Das hat gute Gründe: Noch immer erfolgt in der Möbelbranche ein beachtlicher Teil der Datenkommunikation unter den beteiligten Geschäftspartnern über den Austausch von analogen Datenträgern wie Briefen, Faxen oder Handskizzen. Selbst die digitale Kommunikation mittels E-Mails ist meist unstrukturiert und individualisiert angelegt.

Dieses kostentreibende Vorgehen zwingt zur branchenweiten Standardisierung der Datenkommunikation, zu Automatisierung und Digitalisierung aller unternehmensübergreifenden Prozesse sowie betrieblichen Abläufe.
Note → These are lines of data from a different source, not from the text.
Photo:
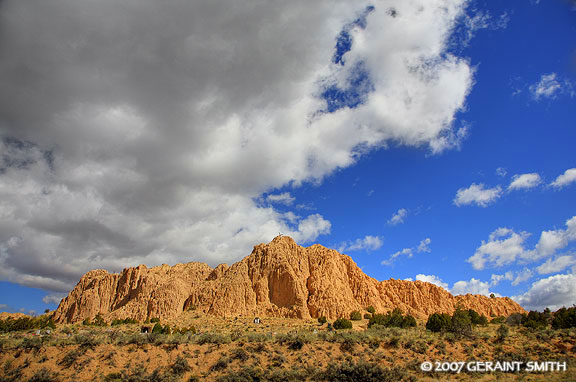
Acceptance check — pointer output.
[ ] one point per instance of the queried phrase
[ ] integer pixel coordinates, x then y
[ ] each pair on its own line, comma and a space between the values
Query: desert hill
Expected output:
278, 279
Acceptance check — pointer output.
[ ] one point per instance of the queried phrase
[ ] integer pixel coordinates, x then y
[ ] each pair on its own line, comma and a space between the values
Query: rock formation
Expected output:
278, 279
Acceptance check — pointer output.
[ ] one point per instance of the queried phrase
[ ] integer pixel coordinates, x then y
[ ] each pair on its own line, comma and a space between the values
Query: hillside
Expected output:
278, 279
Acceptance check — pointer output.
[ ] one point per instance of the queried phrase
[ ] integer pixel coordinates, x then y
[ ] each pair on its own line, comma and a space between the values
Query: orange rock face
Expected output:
278, 279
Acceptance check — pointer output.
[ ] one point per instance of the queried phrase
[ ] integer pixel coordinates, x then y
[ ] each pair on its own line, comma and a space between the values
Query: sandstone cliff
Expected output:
278, 279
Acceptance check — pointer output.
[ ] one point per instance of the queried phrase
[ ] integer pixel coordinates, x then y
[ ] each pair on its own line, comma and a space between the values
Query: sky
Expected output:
429, 140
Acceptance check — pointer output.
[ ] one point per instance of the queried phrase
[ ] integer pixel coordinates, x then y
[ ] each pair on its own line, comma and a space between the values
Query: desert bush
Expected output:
361, 372
438, 322
71, 357
125, 321
239, 354
392, 319
212, 338
536, 320
180, 366
26, 323
461, 322
31, 343
342, 323
502, 332
44, 375
221, 364
564, 318
515, 319
355, 316
498, 320
87, 340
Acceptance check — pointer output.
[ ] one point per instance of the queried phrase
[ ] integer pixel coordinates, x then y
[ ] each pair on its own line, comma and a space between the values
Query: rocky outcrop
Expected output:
278, 279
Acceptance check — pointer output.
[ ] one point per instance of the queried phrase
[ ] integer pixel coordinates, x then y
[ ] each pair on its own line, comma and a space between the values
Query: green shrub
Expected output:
461, 322
408, 322
564, 318
392, 319
362, 372
342, 323
44, 375
502, 332
180, 366
438, 322
355, 316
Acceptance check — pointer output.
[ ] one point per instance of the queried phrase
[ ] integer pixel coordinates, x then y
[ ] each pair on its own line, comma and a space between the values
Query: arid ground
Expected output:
236, 349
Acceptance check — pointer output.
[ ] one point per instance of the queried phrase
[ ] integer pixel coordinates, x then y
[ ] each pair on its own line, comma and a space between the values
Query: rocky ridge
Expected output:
278, 279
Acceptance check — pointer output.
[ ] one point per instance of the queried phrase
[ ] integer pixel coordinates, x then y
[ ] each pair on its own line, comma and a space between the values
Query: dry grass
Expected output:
276, 350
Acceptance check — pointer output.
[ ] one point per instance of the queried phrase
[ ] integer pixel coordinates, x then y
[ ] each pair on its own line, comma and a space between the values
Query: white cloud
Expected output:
159, 137
473, 286
550, 86
433, 280
525, 181
503, 247
369, 243
556, 265
477, 194
501, 171
553, 292
553, 240
424, 245
522, 276
565, 179
408, 252
283, 198
53, 298
399, 217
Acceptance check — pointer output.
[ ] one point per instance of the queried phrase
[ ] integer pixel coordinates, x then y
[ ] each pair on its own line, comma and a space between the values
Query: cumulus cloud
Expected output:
399, 217
283, 198
554, 240
550, 86
433, 280
565, 179
424, 245
553, 292
477, 194
556, 265
525, 181
473, 286
408, 252
53, 298
369, 243
147, 132
503, 247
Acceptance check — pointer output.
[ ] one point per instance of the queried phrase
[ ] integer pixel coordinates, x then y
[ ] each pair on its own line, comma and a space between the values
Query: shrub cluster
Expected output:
355, 316
392, 319
564, 318
461, 322
26, 323
342, 323
119, 321
98, 321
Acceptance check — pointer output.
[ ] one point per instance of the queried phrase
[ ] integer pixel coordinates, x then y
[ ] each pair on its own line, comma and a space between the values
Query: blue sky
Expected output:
477, 173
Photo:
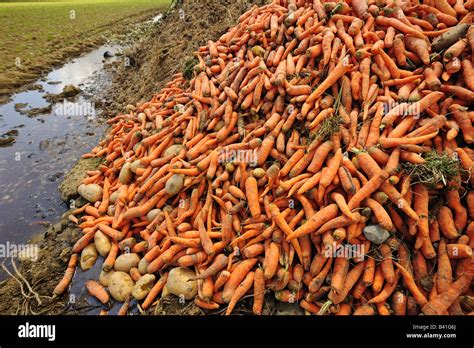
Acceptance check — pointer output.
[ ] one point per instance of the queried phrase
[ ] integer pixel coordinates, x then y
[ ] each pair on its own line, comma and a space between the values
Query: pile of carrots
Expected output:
291, 139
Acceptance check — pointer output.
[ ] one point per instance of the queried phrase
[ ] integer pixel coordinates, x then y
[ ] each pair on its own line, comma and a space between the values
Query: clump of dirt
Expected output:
171, 305
188, 25
73, 179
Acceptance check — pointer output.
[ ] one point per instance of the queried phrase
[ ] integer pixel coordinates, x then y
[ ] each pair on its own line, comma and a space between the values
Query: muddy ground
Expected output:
165, 52
22, 80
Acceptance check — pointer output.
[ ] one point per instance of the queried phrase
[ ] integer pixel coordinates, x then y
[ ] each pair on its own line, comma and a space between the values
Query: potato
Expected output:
143, 286
127, 244
126, 261
178, 284
88, 257
152, 214
126, 174
142, 266
120, 286
173, 150
90, 192
104, 277
113, 197
174, 184
102, 243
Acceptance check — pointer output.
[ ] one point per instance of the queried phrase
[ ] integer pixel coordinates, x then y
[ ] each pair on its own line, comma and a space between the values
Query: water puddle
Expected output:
46, 146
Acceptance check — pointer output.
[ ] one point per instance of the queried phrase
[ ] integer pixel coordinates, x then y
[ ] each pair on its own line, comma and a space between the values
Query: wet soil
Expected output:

Das Ziel lautet: 100 %iger Informationsaustausch unter allen Marktteilnehmern der Möbelbranche auf digitalisierter Grundlage – schnell, fehlerfrei, verständlich, eindeutig.

Die Zeit drängt, denn andere Branchen bemühen sich ebenso um die Aufmerksamkeit der Endkunden, arbeiten an der Optimierung ihrer Wertschöpfungsbedingungen. Und sind bei der Digitalisierung häufig weit vorangekommen. Prozess-Spezialist IWOfurn weiß um den Handlungsbedarf der strukturell fragmentierten Möbelbranche, die durch hohe Arbeitsteilung zusätzliche Kommunikations-Schnittstellen aufweist.

Deshalb hat IWOfurn genau jetzt das Vorhaben „100 % digital“ initiiert: beispielsweise für die Digitalisierung von Auftragsabwicklung, Streckengeschäften, Abverkaufszahlen und Beständen. Oder für die Optimierung von Lieferzeiten und der Warenverfügbarkeit, für Rechnungserstellung und -verarbeitung, einer perfekten Logistikanbindung mit fehlerfreien Lieferscheinen und Etikettierungen oder für die Kommunikation von Produktinformationen.

Der Digitalisierungsmotor IWOfurn genießt das Vertrauen vieler Unternehmen der Möbelbranche, ist kompetenter Ansprechpartner für die digitale Ausrichtung der Geschäftsfelder Kundenbeziehungen und Lieferantenanbindung. Denn dank der digitalen Vernetzung von Prozessketten und Systempartnern steigen nachhaltig Effizienz und Präsenz in den B2B-Beziehungen. „100 % digital“ by IWOfurn bedeutet damit nicht weniger als die Verbesserung der Wettbewerbsposition und die Sicherung der unternehmerischen Zukunft vieler Partner aus der Möbelbranche.